Dr. Gilles Forte, coordinator of the WHO’s essential medicines department, said the agency is putting together a panel to write new guidelines that will include a more detailed accounting of the latest scientific evidence about the risks of opioids and the cause and consequences of the American epidemic. He said they took the congresswoman’s allegations seriously but found no evidence the guidelines were tainted by pharmaceutical interests.
In the meantime, poor nations don’t know what to do, said Liliana De Lima, executive director of the International Assn. for Hospice and Palliative Care. The whole world now seems concerned about people suffering and dying from opioid addiction, she said, but not about people suffering and dying in agony without opioids.
“I asked myself, when do patients lose dignity? she said. “It’s not just about how long you live. It’s about how well you live until you die.”
Most countries in the developing world continue to look to for-profit companies for pain relief. It is an inherently broken model, De Lima said, because companies are only interested in selling drugs they can profit from, so the neediest people in agony will never get what they need.
Rwanda offers an alternative, and hope.
The drive to provide homemade morphine is spreading across Africa, though slowly: Twenty-two of the continent’s 54 countries now have affordable liquid morphine, according to Hospice Africa Uganda. Use is still badly limited by poor logistics and lack of funding.
Rwanda aimed to reach everyone who needs palliative care by 2020. But as the new year approaches, not everyone receives home visits by community health workers, Mukasahaha said. The training of those workers, thousands in all, goes on.
At a rural home near Lake Kivu, Mukantagara carried a bottle to 52-year-old Faina Nyirabaguiza, who has cancer. Each of her movements signaled pain. She walked slowly. She settled on a wooden bench and folded over herself, rubbing her wrist with her thumb.
Mukantagara increased her morphine dosage on the spot. She poured the green liquid into the bottle cap. Nyirabaguiza drank three, one after another.

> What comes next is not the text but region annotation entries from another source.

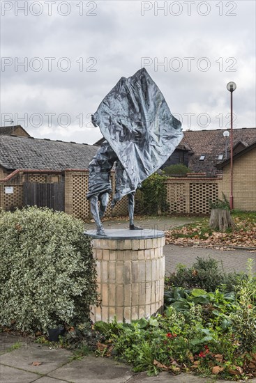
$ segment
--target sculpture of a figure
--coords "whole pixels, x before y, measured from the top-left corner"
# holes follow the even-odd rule
[[[109,196],[112,193],[110,171],[114,163],[116,162],[116,194],[119,193],[119,189],[123,188],[124,180],[123,173],[126,172],[116,153],[107,142],[104,142],[97,151],[89,166],[89,192],[87,198],[90,201],[91,212],[96,224],[97,234],[105,235],[100,219],[103,217],[109,202]],[[140,230],[141,228],[136,226],[133,222],[134,213],[134,194],[135,192],[130,192],[128,197],[128,212],[130,219],[130,230]],[[98,207],[98,202],[100,202]],[[116,203],[112,199],[111,207],[114,208]]]
[[[130,229],[134,225],[134,195],[142,181],[156,171],[182,139],[181,124],[144,68],[122,77],[92,116],[106,139],[89,166],[91,211],[97,234],[105,235],[100,219],[112,192],[110,171],[116,163],[112,208],[128,196]],[[98,201],[100,202],[98,208]]]

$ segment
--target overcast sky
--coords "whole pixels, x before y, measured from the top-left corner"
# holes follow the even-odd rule
[[[255,127],[255,1],[2,1],[1,125],[93,143],[90,115],[146,68],[187,129]]]

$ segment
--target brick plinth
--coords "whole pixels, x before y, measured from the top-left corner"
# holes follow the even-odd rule
[[[116,316],[118,322],[130,322],[162,311],[165,237],[151,231],[151,237],[142,233],[141,239],[92,240],[101,299],[100,307],[91,307],[93,322],[112,322]]]

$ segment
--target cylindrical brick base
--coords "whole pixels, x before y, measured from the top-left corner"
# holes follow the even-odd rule
[[[106,230],[110,231],[110,230]],[[91,307],[93,322],[130,322],[161,311],[163,307],[165,256],[164,233],[144,230],[138,236],[93,239],[97,265],[97,283],[101,305]],[[146,230],[145,230],[146,231]],[[150,234],[150,232],[152,232]],[[89,234],[89,232],[86,232]],[[92,235],[93,236],[93,235]]]

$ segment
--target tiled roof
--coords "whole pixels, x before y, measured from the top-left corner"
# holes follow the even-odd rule
[[[15,134],[15,130],[17,128],[22,129],[27,136],[29,136],[29,133],[21,125],[10,125],[10,126],[0,126],[0,136],[10,136],[10,134]]]
[[[239,157],[241,157],[242,155],[245,155],[246,153],[248,153],[248,152],[250,152],[250,150],[253,150],[253,149],[256,149],[256,141],[252,143],[251,145],[249,145],[246,146],[244,149],[236,153],[233,156],[234,160],[236,159],[236,158],[239,158]],[[230,157],[226,159],[225,161],[223,161],[220,164],[217,164],[218,169],[223,169],[226,165],[228,165],[230,163]]]
[[[215,130],[188,130],[183,132],[184,136],[181,145],[188,146],[193,152],[189,160],[190,169],[195,173],[205,172],[207,176],[218,173],[216,165],[225,159],[227,145],[227,157],[230,153],[230,135],[224,137],[223,132],[230,129]],[[241,141],[243,146],[250,146],[256,141],[256,127],[233,129],[233,147]],[[205,155],[204,160],[199,160],[201,155]],[[218,157],[223,155],[222,160]]]
[[[0,136],[0,165],[10,169],[83,169],[98,147],[32,137]]]

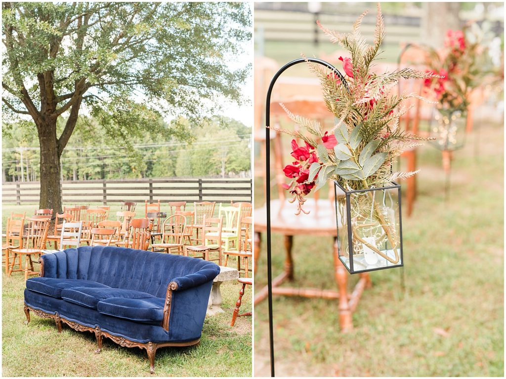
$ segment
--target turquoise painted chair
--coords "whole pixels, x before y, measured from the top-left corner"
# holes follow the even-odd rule
[[[220,204],[218,217],[223,218],[221,240],[225,251],[237,250],[241,234],[241,207],[224,206]],[[206,235],[218,236],[217,232]]]

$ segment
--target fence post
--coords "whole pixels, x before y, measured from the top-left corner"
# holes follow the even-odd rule
[[[102,182],[102,202],[104,205],[107,205],[107,186],[106,184],[105,179],[104,179]]]
[[[16,183],[16,205],[21,205],[21,194],[19,188],[19,182]]]

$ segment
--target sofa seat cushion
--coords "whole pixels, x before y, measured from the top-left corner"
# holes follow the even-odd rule
[[[26,281],[26,288],[39,293],[60,298],[62,290],[73,287],[110,288],[109,286],[91,280],[66,279],[59,278],[30,278]]]
[[[160,322],[163,318],[164,299],[112,297],[99,301],[97,310],[105,315],[136,321]]]
[[[97,309],[99,301],[111,297],[129,299],[149,299],[154,297],[146,292],[123,288],[90,288],[74,287],[62,291],[62,298],[89,308]]]

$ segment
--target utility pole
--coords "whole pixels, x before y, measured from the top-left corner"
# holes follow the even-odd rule
[[[21,146],[19,146],[19,154],[21,155],[21,159],[19,160],[19,162],[21,164],[21,181],[24,181],[25,175],[23,170],[23,147]]]

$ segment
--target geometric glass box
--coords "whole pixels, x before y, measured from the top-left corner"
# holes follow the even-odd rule
[[[347,191],[334,181],[339,258],[350,274],[401,267],[401,186]]]
[[[454,151],[464,147],[466,143],[467,110],[437,109],[431,119],[429,135],[434,138],[430,142],[442,151]]]

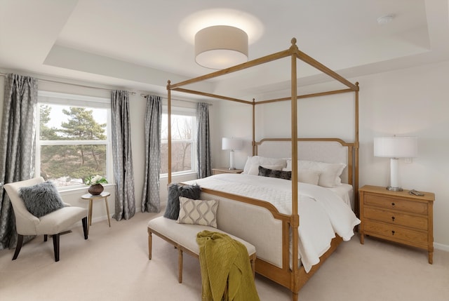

“Maybe it will help me,” she said, her eyes fixed on a spot in the distance. “My wish is to die. Really, I’m suffering.”
Nyirabaguiza closed her eyes and prayed. Mukantagara’s hand was on her back, soothing.
On the nurse’s ride back to the hospital, her vehicle passed a pickup truck with a coffin in the back. Women ran alongside it, down the winding road, and sang.
Anna and Galofaro write for the Associated Press.